Anmerkung: Es geht dabei längst nur noch am Rande um Klimaschutz und die Energiewende,
sondern um knallharte Konkurrenz um Produktionsketten, Marktanteile und
Verwertungsbedingungen für die nächste Wachstumsphase des Kapitalismus. Ob Klima und andere Umweltbereiche dabei profitieren werden, ist eher zweitranging und auch zweifelhaft.
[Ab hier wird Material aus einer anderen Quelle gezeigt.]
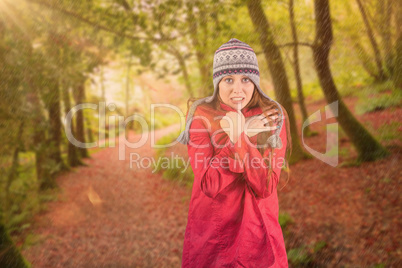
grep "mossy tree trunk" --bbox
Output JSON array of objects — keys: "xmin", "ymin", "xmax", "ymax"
[
  {"xmin": 289, "ymin": 0, "xmax": 312, "ymax": 136},
  {"xmin": 74, "ymin": 78, "xmax": 89, "ymax": 158},
  {"xmin": 247, "ymin": 0, "xmax": 308, "ymax": 163},
  {"xmin": 313, "ymin": 0, "xmax": 389, "ymax": 161},
  {"xmin": 392, "ymin": 1, "xmax": 402, "ymax": 90}
]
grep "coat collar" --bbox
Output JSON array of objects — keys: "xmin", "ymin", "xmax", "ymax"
[{"xmin": 219, "ymin": 102, "xmax": 262, "ymax": 117}]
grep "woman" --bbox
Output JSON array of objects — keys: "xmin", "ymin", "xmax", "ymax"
[{"xmin": 178, "ymin": 39, "xmax": 291, "ymax": 267}]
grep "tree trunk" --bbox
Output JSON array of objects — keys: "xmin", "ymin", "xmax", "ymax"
[
  {"xmin": 187, "ymin": 1, "xmax": 213, "ymax": 96},
  {"xmin": 247, "ymin": 0, "xmax": 307, "ymax": 163},
  {"xmin": 48, "ymin": 81, "xmax": 66, "ymax": 170},
  {"xmin": 0, "ymin": 221, "xmax": 30, "ymax": 268},
  {"xmin": 356, "ymin": 0, "xmax": 387, "ymax": 81},
  {"xmin": 289, "ymin": 0, "xmax": 312, "ymax": 136},
  {"xmin": 377, "ymin": 0, "xmax": 398, "ymax": 76},
  {"xmin": 392, "ymin": 1, "xmax": 402, "ymax": 90},
  {"xmin": 62, "ymin": 83, "xmax": 82, "ymax": 167},
  {"xmin": 74, "ymin": 79, "xmax": 89, "ymax": 158},
  {"xmin": 24, "ymin": 47, "xmax": 57, "ymax": 191},
  {"xmin": 4, "ymin": 121, "xmax": 24, "ymax": 223},
  {"xmin": 313, "ymin": 0, "xmax": 389, "ymax": 161}
]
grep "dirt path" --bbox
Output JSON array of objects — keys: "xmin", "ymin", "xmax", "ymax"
[{"xmin": 22, "ymin": 125, "xmax": 190, "ymax": 267}]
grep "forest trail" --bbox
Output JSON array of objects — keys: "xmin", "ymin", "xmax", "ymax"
[{"xmin": 22, "ymin": 125, "xmax": 191, "ymax": 267}]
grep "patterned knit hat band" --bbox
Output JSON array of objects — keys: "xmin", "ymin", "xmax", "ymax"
[
  {"xmin": 177, "ymin": 38, "xmax": 283, "ymax": 148},
  {"xmin": 206, "ymin": 38, "xmax": 265, "ymax": 102}
]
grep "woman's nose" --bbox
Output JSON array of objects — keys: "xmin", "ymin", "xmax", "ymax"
[{"xmin": 233, "ymin": 81, "xmax": 243, "ymax": 94}]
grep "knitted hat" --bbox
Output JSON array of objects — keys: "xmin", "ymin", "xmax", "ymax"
[{"xmin": 177, "ymin": 38, "xmax": 283, "ymax": 148}]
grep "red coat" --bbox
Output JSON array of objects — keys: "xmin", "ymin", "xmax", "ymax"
[{"xmin": 182, "ymin": 103, "xmax": 288, "ymax": 268}]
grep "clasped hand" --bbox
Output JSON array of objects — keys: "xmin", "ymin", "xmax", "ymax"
[{"xmin": 220, "ymin": 109, "xmax": 281, "ymax": 143}]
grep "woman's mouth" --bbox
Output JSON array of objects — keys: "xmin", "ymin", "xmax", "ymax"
[{"xmin": 230, "ymin": 97, "xmax": 244, "ymax": 103}]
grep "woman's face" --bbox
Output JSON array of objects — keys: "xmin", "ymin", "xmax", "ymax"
[{"xmin": 218, "ymin": 74, "xmax": 254, "ymax": 110}]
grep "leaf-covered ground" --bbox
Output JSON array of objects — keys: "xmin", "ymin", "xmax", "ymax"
[{"xmin": 22, "ymin": 98, "xmax": 402, "ymax": 267}]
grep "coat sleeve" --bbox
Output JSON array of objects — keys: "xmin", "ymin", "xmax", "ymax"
[
  {"xmin": 188, "ymin": 113, "xmax": 247, "ymax": 198},
  {"xmin": 229, "ymin": 117, "xmax": 287, "ymax": 198}
]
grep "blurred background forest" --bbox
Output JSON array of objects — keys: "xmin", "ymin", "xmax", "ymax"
[{"xmin": 0, "ymin": 0, "xmax": 402, "ymax": 267}]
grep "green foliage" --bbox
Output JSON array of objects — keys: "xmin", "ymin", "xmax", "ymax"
[
  {"xmin": 373, "ymin": 121, "xmax": 402, "ymax": 141},
  {"xmin": 356, "ymin": 90, "xmax": 402, "ymax": 115},
  {"xmin": 287, "ymin": 246, "xmax": 312, "ymax": 267},
  {"xmin": 287, "ymin": 241, "xmax": 327, "ymax": 267}
]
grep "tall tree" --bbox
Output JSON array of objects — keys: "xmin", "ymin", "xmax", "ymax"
[
  {"xmin": 247, "ymin": 0, "xmax": 308, "ymax": 162},
  {"xmin": 62, "ymin": 81, "xmax": 82, "ymax": 167},
  {"xmin": 73, "ymin": 75, "xmax": 89, "ymax": 158},
  {"xmin": 289, "ymin": 0, "xmax": 312, "ymax": 136},
  {"xmin": 313, "ymin": 0, "xmax": 389, "ymax": 161},
  {"xmin": 377, "ymin": 0, "xmax": 400, "ymax": 75},
  {"xmin": 356, "ymin": 0, "xmax": 387, "ymax": 80},
  {"xmin": 392, "ymin": 1, "xmax": 402, "ymax": 90}
]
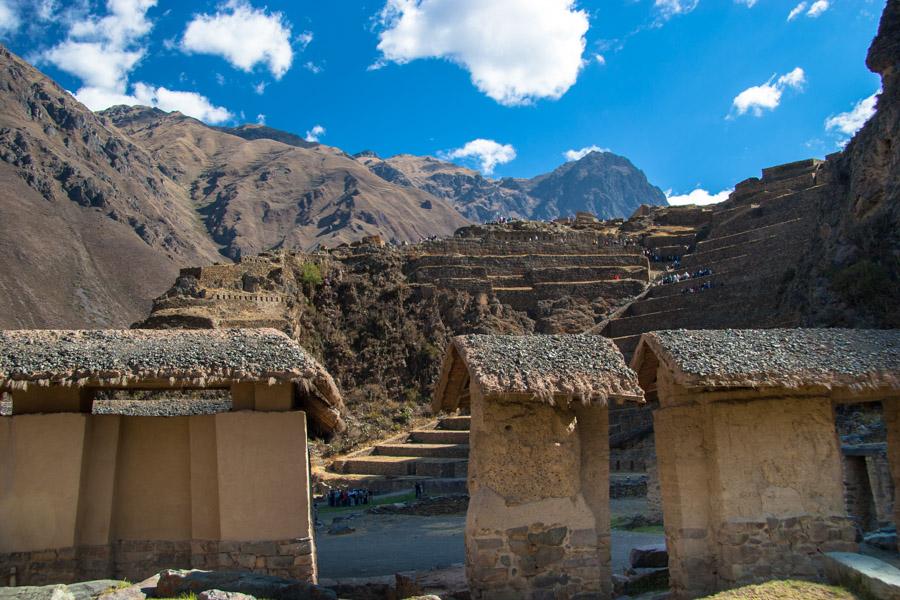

„China hat vor allem dort einen Vorteil, wo wir unseren Partnern zu wenig anbieten, zu wenig präsent sind oder für unsere Angebote nicht ausreichend werben.“

Der hellsichtige Einsicht im Strategie-Papier, dass „wir unseren Partnern zu wenig anbieten, zu wenig präsent sind und für unsere Angebote nicht ausreichen werben“, folgen aber wieder nur Floskeln. Um den Rückstand gegenüber Konzernen aus anderen Ländern, insbesondere aus China, wettzumachen, reichen die bestehenden Angebote wie Europas Global Gateway oder die Partnerschaft für Infrastruktur und Investitionen der G7 (PGII) nicht aus. Diese Initiativen, die Milliarden für die Länder des Globalen Südens versprechen, sind davon abhängig, dass voranging private westliche Unternehmen motiviert werden, in den Ländern des globalen Südens in Bergbau und Verarbeitungsindustrien zu investieren – und diese wirtschaftlichen Risiken lassen sie sich versilbern. Auch das würde also wieder den/die Steuerzahler*innen viel Geld kosten, falls diese Mittel angesichts anderer Haushaltsbelastungen in den Industrieländern überhaupt mobilisierbar sind.

Anmerkung: Verglichen damit sind die finanziellen Kosten für eine „zeitweise militärische Präsenz“ in der Region Asien-Pazifik wie durch die Fregatte ‚Bayern‘ im Sommer 2021, durch die „Deutschland den Einsatz für die Wahrung der regelbasierten internationalen Ordnung unterstreicht“, Peanuts, die Gefahr dagegen, in den Konflikt auch militärisch hineingezogen zu werden, deutlich größer.

China und andere asiatische Länder sind seit Jahrhunderten Meister im Go-Spiel. Die Wahl von Titelbild und Leitspruch für die China-Strategie ist daher entweder eine kühne Herausforderung, die durch das Papier selbst noch nicht eingelöst wird. Oder sie ist das versteckte Eingeständnis, dass die entscheidenden Steine längst gesetzt sind.